Close-ups play the key role in tyro helmer Lluis Galter's "Caracremada."
Closeups play the key role in tyro helmer Lluis Galter’s “Caracremada,” conveying a sense of the circumscribed world of an anti-Franco partisan going it alone in the Catalan hinterland. However, a beautiful use of light and painterly colors are no substitute for narrative thrust, and the obsessive reliance on tight focus just calls attention to itself instead of communicating atmosphere. Galter has talent, but he’s no Carl Theodor Dreyer, and this tribute to a solitary saboteur is too airless for all but the most art-friendly Hispanophile fests.

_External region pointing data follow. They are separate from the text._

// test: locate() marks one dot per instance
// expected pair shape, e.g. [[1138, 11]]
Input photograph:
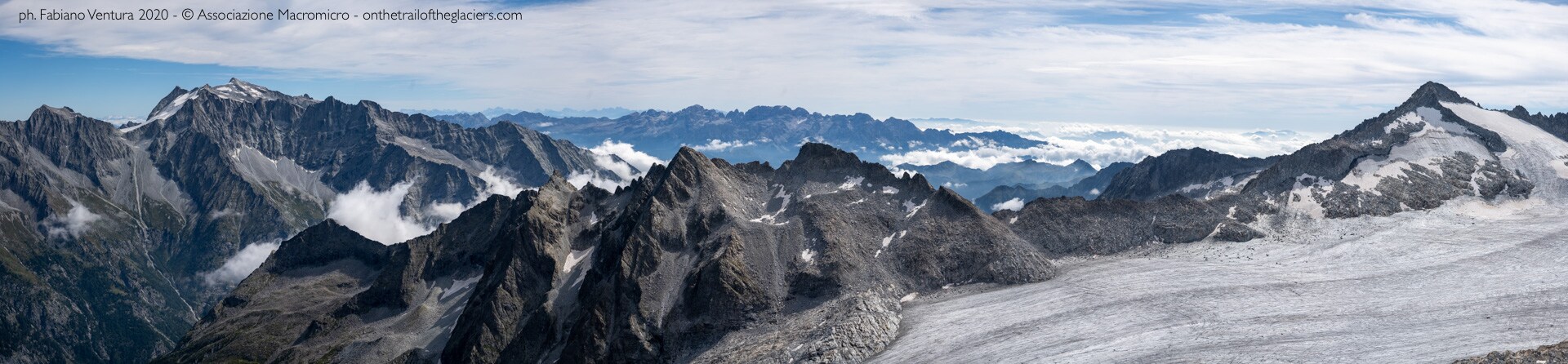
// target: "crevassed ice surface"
[[1414, 287]]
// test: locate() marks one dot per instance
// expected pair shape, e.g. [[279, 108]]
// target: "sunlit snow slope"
[[1426, 286], [1413, 287]]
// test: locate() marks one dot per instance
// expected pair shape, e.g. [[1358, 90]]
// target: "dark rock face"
[[1344, 176], [976, 182], [1545, 353], [767, 134], [1196, 173], [466, 120], [114, 231], [1102, 226], [1090, 189], [700, 261]]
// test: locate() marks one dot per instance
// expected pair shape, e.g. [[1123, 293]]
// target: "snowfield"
[[1414, 287]]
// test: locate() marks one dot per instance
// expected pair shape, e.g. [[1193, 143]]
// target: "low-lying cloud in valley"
[[73, 224], [376, 214], [240, 265], [1098, 144], [621, 159]]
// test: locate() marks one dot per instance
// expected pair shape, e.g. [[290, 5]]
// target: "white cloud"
[[1104, 144], [73, 224], [376, 214], [1012, 204], [240, 264], [627, 153], [998, 60], [623, 170], [494, 184], [720, 144]]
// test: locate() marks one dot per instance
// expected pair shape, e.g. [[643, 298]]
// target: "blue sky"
[[1313, 66]]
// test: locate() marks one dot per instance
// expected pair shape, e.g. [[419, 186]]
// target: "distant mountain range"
[[242, 224], [117, 241], [702, 261]]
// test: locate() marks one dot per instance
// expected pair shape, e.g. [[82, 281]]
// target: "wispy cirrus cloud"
[[1101, 143], [1283, 64]]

In 1951, the antifascist National Confederation of Spanish Labor in Exile rejected violent resistance to the regime. Most members complied, but Ramon Vila Capdevila, called Caracremada (Lluis Soler), refused to desist from his primary occupation since 1946, which was sabotaging the Catalan power grid with a hacksaw. As a child, Danaide (Clara Haro) was impressed by Caracremada’s tenacity; as an adult (Aina Calpe), she follows in his footsteps just when the anarchists reconsider their tactics. Galter’s episodic, circumscribed storytelling, with minimal dialogue, hinders emotional investment, and while lensing clarity is often stunning, the hi-def turns some of the darkest colors into blurred polarizations.